Текст книги "Тысячи лиц Бэнтэн"


Автор книги: Айзек Адамсон


Жанр:

   

Триллеры


сообщить о нарушении

Текущая страница: 12 (всего у книги 19 страниц)

23
ДЕНЬ ПОМИНОВЕНИЯ УСОПШИХ

Когда я наконец выбрался наверх в Ниси-Адзабу, мутно-белые облака ужо продули схватку, и солнце, празднуя победу, жарило вовсю. В глаза мне стекал пот и затуманивал зрение, превращая весь мир в размытое отражение в комнате кривых зеркал. Тротуары задыхались от пешеходов, улицы под завязку набиты машинами, а сверкающие небоскребы кишели незнакомцами, занятыми делами, до которых мне и дела не было. Вдалеке завывали сирены, но причиной мог быть кто угодно. В этом мегаполисе каждую секунду случаются смерть и катастрофы. Надо было сказать диспетчеру, что спешить некуда, пусть отправят на место парочку копов и команду уборщиков, когда выдастся свободная минутка. В доме Накодо ничего срочного уже не было.

Повесив трубку, я отправился в ванную и нашел маленькое полотенце. Вытер кровь с трубки и обмотал полотенцем руку. Потом вышел из дома, перелез через стену и спустился с холма, по пути выбросив стеклянный осколок в кусты у испанского посольства. Ничего страшного я не натворил, но втолковать это копам – совсем другое дело. Конечно, старик Накодо может обо мне упомянуть, но сомневаюсь, что он умудрится четко сказать копам что-нибудь полезное. Наверняка в кабинете и, может, на трупе Накодо я оставил следы крови, но у полиции будет такая куча улик, что им работы надолго хватит. Я уже в Кливленд успею вернуться к тому времени, как они начнут анализировать разгром.

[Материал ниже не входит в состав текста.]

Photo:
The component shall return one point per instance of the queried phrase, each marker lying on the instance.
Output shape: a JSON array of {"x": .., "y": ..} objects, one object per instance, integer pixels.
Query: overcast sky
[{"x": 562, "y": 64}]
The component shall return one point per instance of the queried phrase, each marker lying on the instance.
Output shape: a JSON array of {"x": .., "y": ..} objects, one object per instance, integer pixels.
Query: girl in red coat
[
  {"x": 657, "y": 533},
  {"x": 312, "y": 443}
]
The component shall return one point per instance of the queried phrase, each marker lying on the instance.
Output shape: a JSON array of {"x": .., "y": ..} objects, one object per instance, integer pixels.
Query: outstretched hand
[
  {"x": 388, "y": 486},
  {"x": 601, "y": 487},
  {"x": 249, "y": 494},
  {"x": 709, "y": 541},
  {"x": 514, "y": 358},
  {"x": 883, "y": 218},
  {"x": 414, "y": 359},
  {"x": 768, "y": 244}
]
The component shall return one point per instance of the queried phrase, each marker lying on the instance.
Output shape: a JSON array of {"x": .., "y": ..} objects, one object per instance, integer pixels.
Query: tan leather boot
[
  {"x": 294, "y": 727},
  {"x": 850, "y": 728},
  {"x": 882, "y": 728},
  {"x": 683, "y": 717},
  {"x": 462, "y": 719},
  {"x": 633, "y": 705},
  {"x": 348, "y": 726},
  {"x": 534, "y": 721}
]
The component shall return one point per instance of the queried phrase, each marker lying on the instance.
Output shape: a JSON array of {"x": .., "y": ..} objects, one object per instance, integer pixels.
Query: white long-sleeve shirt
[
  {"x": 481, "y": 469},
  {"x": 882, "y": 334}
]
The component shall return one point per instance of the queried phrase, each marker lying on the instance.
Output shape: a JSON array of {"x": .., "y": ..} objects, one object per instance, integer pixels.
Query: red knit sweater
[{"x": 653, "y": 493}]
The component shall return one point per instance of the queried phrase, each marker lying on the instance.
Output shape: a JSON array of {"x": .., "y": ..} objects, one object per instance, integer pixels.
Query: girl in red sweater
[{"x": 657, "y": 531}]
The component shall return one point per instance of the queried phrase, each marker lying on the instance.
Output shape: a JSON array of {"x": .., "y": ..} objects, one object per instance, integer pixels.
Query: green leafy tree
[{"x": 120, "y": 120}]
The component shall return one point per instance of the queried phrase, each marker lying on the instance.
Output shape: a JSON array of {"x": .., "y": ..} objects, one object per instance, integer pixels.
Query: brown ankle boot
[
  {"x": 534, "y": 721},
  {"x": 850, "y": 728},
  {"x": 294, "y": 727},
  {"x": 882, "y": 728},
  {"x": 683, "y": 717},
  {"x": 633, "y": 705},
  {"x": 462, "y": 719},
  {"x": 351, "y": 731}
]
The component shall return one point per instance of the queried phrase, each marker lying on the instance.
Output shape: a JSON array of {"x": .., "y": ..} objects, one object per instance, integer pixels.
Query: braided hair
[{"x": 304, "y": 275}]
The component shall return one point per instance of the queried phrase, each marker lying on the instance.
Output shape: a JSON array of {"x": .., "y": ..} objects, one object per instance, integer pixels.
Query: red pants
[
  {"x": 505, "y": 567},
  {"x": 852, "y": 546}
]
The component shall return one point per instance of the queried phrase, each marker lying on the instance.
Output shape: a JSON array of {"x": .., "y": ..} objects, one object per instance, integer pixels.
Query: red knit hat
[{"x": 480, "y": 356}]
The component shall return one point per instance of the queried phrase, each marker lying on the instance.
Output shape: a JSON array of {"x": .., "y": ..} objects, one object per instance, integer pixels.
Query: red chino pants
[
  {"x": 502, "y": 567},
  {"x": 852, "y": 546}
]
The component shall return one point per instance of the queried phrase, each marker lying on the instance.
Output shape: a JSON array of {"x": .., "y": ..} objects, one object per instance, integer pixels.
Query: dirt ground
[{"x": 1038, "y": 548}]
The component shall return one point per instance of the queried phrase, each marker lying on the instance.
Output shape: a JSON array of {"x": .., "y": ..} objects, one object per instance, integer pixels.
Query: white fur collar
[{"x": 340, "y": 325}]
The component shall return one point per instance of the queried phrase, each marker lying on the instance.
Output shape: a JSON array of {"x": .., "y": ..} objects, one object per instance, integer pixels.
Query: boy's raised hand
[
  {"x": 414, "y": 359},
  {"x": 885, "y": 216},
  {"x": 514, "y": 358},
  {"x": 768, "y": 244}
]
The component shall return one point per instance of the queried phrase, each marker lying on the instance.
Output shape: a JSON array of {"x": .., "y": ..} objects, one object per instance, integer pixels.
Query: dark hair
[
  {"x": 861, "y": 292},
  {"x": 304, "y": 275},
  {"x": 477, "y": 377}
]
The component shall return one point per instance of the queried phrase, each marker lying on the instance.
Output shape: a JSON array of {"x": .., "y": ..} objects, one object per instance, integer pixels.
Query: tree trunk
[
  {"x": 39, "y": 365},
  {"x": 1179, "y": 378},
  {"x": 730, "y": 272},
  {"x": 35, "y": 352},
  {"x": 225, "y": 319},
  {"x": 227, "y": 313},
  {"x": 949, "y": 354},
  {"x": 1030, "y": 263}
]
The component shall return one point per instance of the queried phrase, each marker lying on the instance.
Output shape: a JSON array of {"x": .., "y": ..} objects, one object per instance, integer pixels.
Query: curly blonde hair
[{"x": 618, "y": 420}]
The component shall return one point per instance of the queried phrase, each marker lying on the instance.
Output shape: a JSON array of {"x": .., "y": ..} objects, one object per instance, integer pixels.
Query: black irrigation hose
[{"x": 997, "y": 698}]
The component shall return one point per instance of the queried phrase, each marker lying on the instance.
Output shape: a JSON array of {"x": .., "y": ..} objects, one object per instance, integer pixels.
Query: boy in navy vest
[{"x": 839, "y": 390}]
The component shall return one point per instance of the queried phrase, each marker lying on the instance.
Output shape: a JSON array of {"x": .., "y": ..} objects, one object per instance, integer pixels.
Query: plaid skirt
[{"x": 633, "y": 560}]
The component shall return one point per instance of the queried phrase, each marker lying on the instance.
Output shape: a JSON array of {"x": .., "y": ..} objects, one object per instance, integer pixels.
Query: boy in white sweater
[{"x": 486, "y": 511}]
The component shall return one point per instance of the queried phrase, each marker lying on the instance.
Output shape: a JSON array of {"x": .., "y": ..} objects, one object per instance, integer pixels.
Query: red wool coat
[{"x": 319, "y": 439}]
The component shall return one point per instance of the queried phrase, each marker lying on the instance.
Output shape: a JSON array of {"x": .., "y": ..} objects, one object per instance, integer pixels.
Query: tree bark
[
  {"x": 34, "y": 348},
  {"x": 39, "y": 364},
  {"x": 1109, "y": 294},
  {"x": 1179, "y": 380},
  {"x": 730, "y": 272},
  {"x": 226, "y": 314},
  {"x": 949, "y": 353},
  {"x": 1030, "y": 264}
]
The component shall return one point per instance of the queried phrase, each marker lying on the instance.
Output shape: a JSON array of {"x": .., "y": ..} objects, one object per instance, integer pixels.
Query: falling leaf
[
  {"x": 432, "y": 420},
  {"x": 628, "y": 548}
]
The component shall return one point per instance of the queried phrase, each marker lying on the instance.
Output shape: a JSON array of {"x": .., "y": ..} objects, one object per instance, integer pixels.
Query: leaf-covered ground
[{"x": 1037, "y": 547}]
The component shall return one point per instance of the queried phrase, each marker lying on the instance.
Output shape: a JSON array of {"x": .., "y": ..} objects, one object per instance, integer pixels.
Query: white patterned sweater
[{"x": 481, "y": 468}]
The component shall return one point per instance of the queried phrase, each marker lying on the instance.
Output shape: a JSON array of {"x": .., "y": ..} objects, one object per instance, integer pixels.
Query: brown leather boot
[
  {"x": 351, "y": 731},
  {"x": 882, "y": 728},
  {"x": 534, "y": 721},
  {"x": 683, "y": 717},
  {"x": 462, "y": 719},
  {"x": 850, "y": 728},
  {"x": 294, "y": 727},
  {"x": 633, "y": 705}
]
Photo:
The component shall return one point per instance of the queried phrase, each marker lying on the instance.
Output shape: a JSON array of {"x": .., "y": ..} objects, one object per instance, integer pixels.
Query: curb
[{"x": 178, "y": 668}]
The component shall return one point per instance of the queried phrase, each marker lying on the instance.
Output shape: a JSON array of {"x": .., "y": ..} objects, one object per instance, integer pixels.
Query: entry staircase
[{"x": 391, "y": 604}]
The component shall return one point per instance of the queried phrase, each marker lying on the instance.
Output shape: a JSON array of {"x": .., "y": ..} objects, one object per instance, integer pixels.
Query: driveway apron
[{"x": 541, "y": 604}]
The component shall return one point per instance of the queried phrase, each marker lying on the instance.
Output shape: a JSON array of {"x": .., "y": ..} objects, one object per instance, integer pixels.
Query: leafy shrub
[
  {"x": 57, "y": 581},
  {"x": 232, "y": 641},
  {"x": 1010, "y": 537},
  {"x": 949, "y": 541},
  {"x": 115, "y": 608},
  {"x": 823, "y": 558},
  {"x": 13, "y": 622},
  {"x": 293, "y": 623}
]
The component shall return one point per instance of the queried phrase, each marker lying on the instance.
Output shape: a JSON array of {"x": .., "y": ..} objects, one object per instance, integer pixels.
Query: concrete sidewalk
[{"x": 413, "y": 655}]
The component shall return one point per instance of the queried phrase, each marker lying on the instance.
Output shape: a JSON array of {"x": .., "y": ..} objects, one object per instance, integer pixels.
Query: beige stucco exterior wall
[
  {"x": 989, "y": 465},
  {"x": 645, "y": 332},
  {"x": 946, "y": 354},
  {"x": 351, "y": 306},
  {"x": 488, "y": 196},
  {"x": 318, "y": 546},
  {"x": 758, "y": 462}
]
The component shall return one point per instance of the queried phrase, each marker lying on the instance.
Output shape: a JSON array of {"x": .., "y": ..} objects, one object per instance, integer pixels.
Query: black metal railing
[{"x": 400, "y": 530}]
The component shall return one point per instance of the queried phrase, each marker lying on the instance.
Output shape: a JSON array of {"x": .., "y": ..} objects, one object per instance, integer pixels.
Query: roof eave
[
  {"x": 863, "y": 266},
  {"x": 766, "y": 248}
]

Я прошел через подземный переход длиной почти в милю, соединяющий Арк-Хиллз и Ниси-Адзабу. В конце концов, какой-нибудь таксист может припомнить, как рядом с местом преступления к нему в тачку залез кент с перевязанной рукой, а это лишний риск. Решив, что я уже достаточно далеко от Арк-Хиллз, я нашел стеклянную телефонную будку, она же духовка, вставил в автомат карточку сомнительной подлинности, которую купил у иранца в «Амэяёкотё», и набрал номер «Глаза Сыскаря». Про смерть Накодо скоро разнюхают, а мне нужно добраться до Ихары, прежде чем его паранойя взлетит до небес. Если звонить с мобильника Афуро, он взбесится еще больше.

– Моси-моси, – пропищала секретарша Ихары. Я назвался мистером Боджанглзом. Через секунду на линии появился сам Ихара.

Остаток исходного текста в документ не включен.